Coming home has been harder than I expected. As long as I continue to think of living in America as a short break from reality, I’m OK. The minute I remind myself that this is permanent, that even though we’ll be posted abroad, we’re back to living a life of comfort, consumption, and red-white-and-blue, I start to panic.
Yes, of course I’ll be fine. Yes, of course I’ll get used to it. Yes, I love Starbucks and being able to buy 5 different kinds of berries at the grocery store. Yes, I’ve done far harder things in my life. Yes, I’m still freaked out by all of the choices everywhere I go.
The difference between rich and poor is choices. I can choose to involve myself in my kid’s PTA. I can choose to pay for music lessons. I can choose to serve good cuts of meat. I can choose alternative sources of protein.
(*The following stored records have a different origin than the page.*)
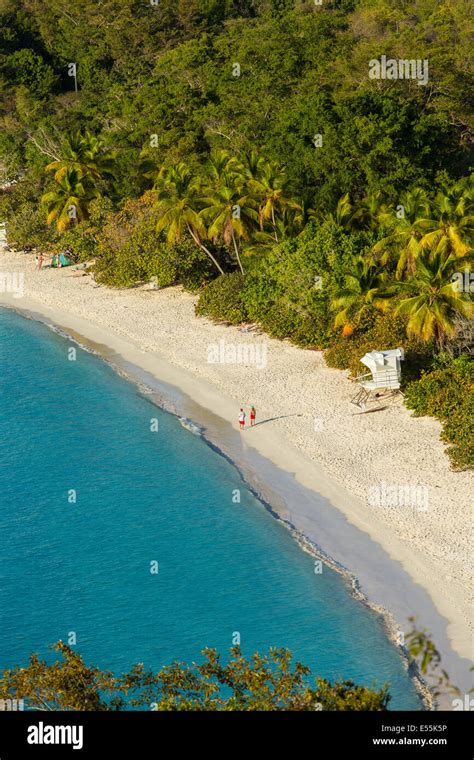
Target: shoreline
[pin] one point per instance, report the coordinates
(171, 401)
(389, 574)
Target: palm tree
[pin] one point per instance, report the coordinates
(365, 289)
(85, 153)
(343, 214)
(177, 205)
(71, 192)
(269, 186)
(452, 222)
(403, 223)
(432, 302)
(229, 211)
(369, 212)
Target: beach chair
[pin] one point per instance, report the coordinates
(384, 379)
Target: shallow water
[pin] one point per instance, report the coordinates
(141, 497)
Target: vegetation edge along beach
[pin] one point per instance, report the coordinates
(242, 162)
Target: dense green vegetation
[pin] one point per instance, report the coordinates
(263, 682)
(240, 148)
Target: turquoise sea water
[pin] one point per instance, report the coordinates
(144, 496)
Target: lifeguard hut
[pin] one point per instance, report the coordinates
(384, 378)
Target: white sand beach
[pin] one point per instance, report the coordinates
(312, 431)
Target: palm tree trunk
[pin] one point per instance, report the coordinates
(203, 248)
(274, 224)
(237, 252)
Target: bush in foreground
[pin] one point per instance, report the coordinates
(222, 299)
(265, 682)
(447, 393)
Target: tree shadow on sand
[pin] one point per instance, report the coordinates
(272, 419)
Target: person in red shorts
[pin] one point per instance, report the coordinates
(253, 414)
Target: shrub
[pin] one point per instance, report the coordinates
(130, 251)
(447, 393)
(26, 220)
(378, 331)
(222, 299)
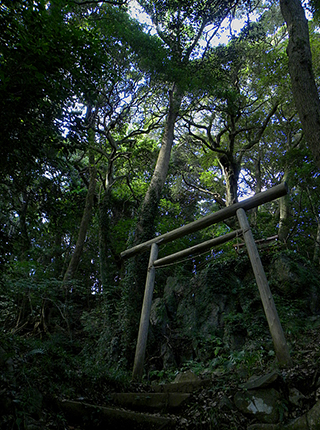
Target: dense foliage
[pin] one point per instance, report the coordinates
(87, 98)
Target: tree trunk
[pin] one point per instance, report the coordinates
(304, 89)
(149, 208)
(257, 187)
(86, 217)
(136, 270)
(25, 246)
(231, 173)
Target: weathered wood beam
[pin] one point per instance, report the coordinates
(145, 316)
(225, 213)
(279, 340)
(201, 247)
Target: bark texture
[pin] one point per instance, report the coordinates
(86, 217)
(302, 79)
(149, 208)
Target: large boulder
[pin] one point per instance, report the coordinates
(263, 404)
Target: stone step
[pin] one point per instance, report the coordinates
(182, 387)
(112, 417)
(147, 401)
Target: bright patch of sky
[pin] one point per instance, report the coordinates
(227, 29)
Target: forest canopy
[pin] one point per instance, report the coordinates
(115, 130)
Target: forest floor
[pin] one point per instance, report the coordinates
(35, 404)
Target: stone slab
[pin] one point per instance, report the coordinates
(150, 400)
(182, 387)
(79, 412)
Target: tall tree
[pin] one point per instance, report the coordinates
(303, 85)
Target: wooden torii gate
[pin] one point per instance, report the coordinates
(238, 209)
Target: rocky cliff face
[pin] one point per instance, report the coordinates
(218, 310)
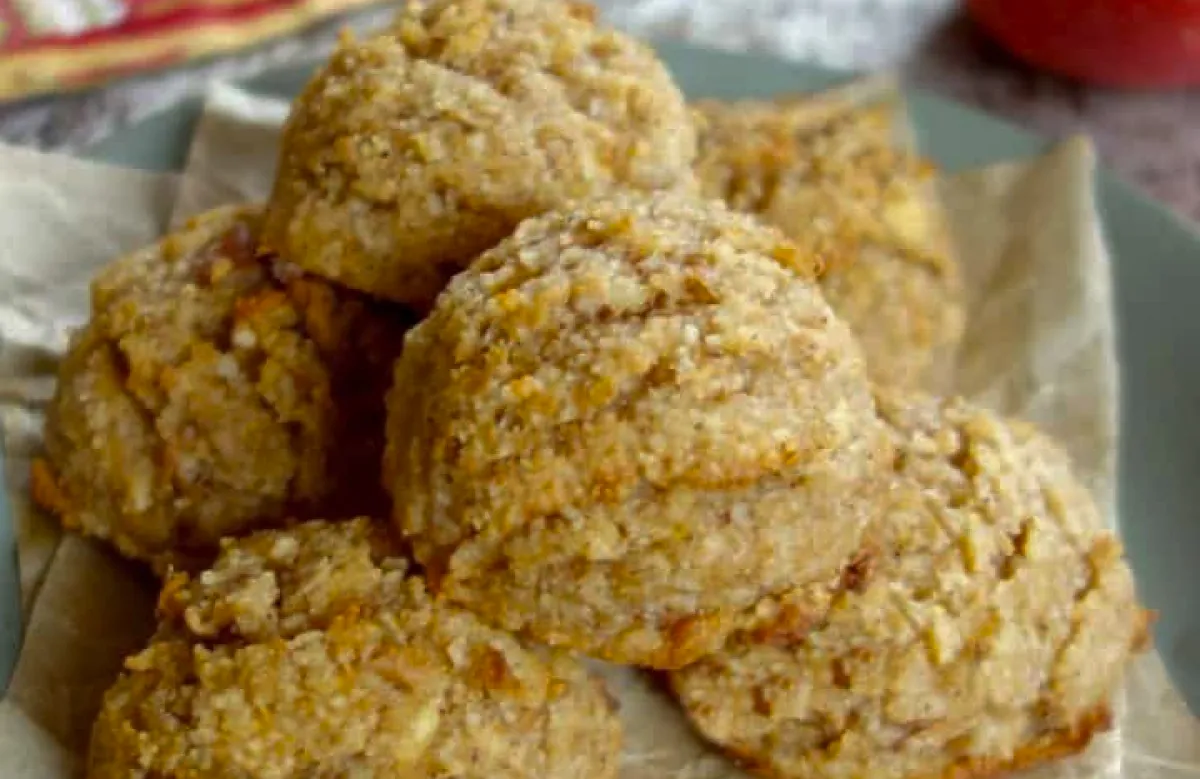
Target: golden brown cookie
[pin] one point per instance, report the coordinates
(214, 391)
(413, 151)
(834, 178)
(311, 652)
(631, 426)
(989, 634)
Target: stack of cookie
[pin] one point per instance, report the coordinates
(528, 361)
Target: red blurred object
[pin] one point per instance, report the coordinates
(1133, 43)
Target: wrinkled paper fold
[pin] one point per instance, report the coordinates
(1039, 345)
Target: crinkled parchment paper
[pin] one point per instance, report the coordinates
(1039, 345)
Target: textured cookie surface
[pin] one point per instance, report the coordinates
(311, 652)
(629, 426)
(413, 151)
(989, 634)
(214, 391)
(834, 179)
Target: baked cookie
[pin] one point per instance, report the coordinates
(413, 151)
(834, 178)
(989, 635)
(631, 426)
(213, 391)
(311, 652)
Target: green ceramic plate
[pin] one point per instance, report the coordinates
(1157, 270)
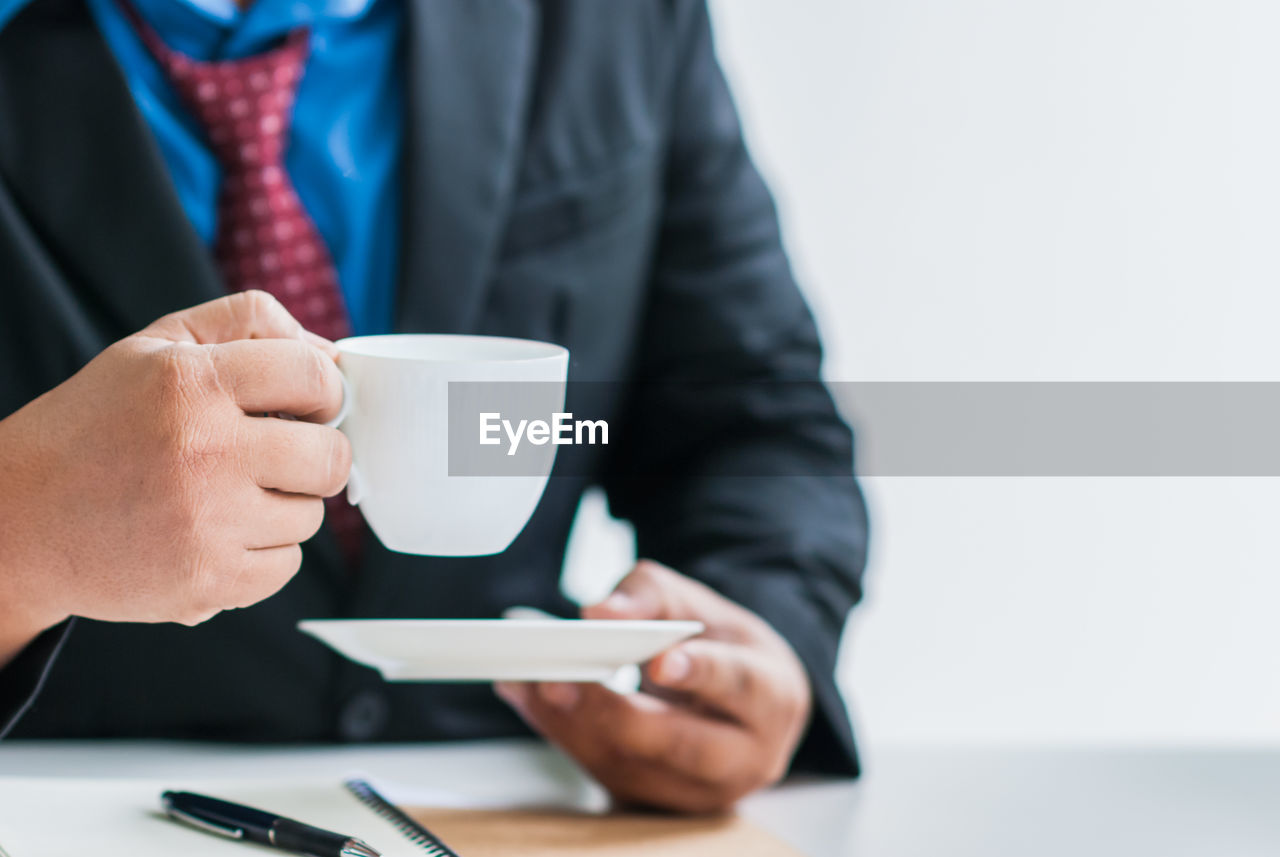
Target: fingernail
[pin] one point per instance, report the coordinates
(675, 668)
(558, 695)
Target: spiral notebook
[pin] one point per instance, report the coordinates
(68, 817)
(73, 817)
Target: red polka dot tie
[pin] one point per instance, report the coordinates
(265, 238)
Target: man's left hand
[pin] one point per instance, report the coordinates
(717, 718)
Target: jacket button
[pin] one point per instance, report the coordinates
(364, 716)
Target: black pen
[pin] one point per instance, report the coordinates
(236, 821)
I can choose organic. I can choose to take a day off of work. I can choose to pack up my family and leave for another country because an opportunity presented itself.
Bertrand and I were quite well to do in Benin, but that wealth doesn’t compare to what we have in the States, and I haven’t even started work yet. I hate those people who constantly harp on the ignorance and selfishness of Americans, and yet I can’t help contrasting how aware the rich in Benin are with how aware the rich in America aren’t.
Americans are so friendly and helpful and God it is amazing to be home. My discomfort with the wealth and conspicuous consumption around me is my own problem, not anyone else’s. I just don’t know if and how I’m going to solve it.